New Democratic Party Leader Thomas Mulcair might be measuring the curtains at 24 Sussex Drive today but for his defense of Zunera Ishaq's right to wear a niqab during her Canadian citizenship oath.
A new dawn may have arisen over Canada with the election of Prime Minister-designate Justin Trudeau and the end of the Stephen Harper decade. But does this mean the end of Canada's war against ISIS?
Those who ran Trudeau's campaign and marketed this young, handsome man as the future of the country must be congratulated for a brilliant and near flawless operation. Trudeau deserves recognition as a tireless campaigner, who did not falter under a relentless Conservative attack depicting him as "just not ready" for the job.
He had to prove otherwise and he did.
The Conservatives were caught flat-footed, unable to match the Liberals' clever ad campaign, particularly the one starring former Mississauga mayor Hazel McCallion, staring into the camera and declaring: "Stephen, do I look scared to you?"

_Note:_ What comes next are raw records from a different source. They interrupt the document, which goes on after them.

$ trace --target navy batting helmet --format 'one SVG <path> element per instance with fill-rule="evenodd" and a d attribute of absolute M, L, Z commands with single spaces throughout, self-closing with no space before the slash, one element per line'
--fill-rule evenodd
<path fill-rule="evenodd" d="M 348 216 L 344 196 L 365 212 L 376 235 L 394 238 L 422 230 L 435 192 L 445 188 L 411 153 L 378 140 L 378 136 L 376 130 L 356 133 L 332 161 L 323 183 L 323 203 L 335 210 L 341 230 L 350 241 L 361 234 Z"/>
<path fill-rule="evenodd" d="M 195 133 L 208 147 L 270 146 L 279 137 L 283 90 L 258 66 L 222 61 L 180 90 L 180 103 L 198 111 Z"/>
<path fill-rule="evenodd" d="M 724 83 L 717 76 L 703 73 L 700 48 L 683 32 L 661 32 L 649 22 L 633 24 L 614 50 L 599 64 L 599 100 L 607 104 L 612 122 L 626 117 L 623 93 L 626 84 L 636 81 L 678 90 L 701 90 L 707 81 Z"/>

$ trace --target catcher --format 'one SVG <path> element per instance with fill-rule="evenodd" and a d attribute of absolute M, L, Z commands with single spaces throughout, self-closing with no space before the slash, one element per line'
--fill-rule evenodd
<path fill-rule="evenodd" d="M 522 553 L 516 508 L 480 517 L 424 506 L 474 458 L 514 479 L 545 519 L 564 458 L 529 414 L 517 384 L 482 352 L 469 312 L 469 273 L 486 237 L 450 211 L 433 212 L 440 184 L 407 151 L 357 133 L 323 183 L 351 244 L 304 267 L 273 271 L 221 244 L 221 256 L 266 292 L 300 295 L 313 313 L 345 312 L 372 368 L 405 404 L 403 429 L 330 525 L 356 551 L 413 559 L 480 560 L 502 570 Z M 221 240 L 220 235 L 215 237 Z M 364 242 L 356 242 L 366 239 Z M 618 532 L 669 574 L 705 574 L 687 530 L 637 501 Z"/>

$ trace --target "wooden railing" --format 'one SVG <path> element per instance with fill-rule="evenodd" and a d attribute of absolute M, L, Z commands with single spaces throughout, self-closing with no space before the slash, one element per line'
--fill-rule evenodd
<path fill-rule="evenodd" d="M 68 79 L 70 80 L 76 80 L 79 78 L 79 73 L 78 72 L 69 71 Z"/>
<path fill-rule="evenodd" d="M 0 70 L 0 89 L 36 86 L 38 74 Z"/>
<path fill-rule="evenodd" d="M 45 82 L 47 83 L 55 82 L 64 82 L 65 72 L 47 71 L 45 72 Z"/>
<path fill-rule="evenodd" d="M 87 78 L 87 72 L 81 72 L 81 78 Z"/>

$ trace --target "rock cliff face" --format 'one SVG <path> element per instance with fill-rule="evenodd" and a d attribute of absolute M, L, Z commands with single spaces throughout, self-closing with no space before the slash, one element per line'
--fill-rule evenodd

Another woman from Mississauga also threw a monkey wrench into the election works.
Niqabi Zunera Ishaq, originally from Pakistan, took on the Conservative government over the niqab issue, but instead pulled the carpet out from under NDP Leader Thomas Mulcair.
The Liberals have pledged to withdraw Canada from the fight against ISIS.
Mulcair's defence of her right to wear the niqab's face veil while taking the oath of citizenship shocked secular Quebecers, and was one of the reasons they abandoned the NDP in droves.
Mulcair could've been Canada's first NDP prime minister. But he gave away a kingdom for a niqab, undermining his party's political fortunes in the province that was the source of its greatest political strength.
While Liberals celebrate victory, Conservatives mourn losing the government and New Democrats recover from the shock of dropping from official opposition to third place, an air of despondency hangs over another group of Canadians.
They are immigrants to Canada who are ridiculed for being obsessed with the threat Islamism poses to Canada and the West, and whose opinions are dismissed by Canada's chattering classes.
Monday night, some of them gathered in Toronto to watch the results, and as the red Liberal wave swept across the Atlantic provinces, the shock on their faces could not be concealed by their forced smiles. "Does this mean our CF-18s are coming home?" one woman asked, referring to Canada's military mission in the war against ISIS. No one answered but her concern was justified.
The Liberals pledged to withdraw Canada from the fight against ISIS and to defend the right of Islamists and other Muslims to wear the niqab.
In his caucus, Trudeau has Iranian-born members who want to re-establish Canada's relations with Iran and Pakistan-born MPs who want to forge a closer relationship between Trudeau and the military generals of Pakistan.
Tuesday morning saw a mass e-mail, authors unknown, sent out to many in Canada's Islamic community stating:
Liberals win in Canada, flags at half mast in Tel-Aviv.
1. They lost Harper — their most vocal supporter in the West
2. They lost Mulcair — their second most vocal supporter whose Jewish wife never fails to invoke Holocaust every other second.
My hope is some Liberal MPs of stature will resist this appeal to the latent anti-Semitism that resides in the hearts of many.
Men such as former Toronto Police chief Bill Blair, Toronto Centre MP Bill Morneau and Canada's first-ever Somali-Canadian MP, Ahmad Hussen from York-South Weston, are just three who give me hope some Liberals MPs will resist moves to pull Canada out of the war against ISIS.
Tarek Fatah, a founder of the Muslim Canadian Congress and columnist at the Toronto Sun, is a Robert J. and Abby B. Levine Fellow at the Middle East Forum.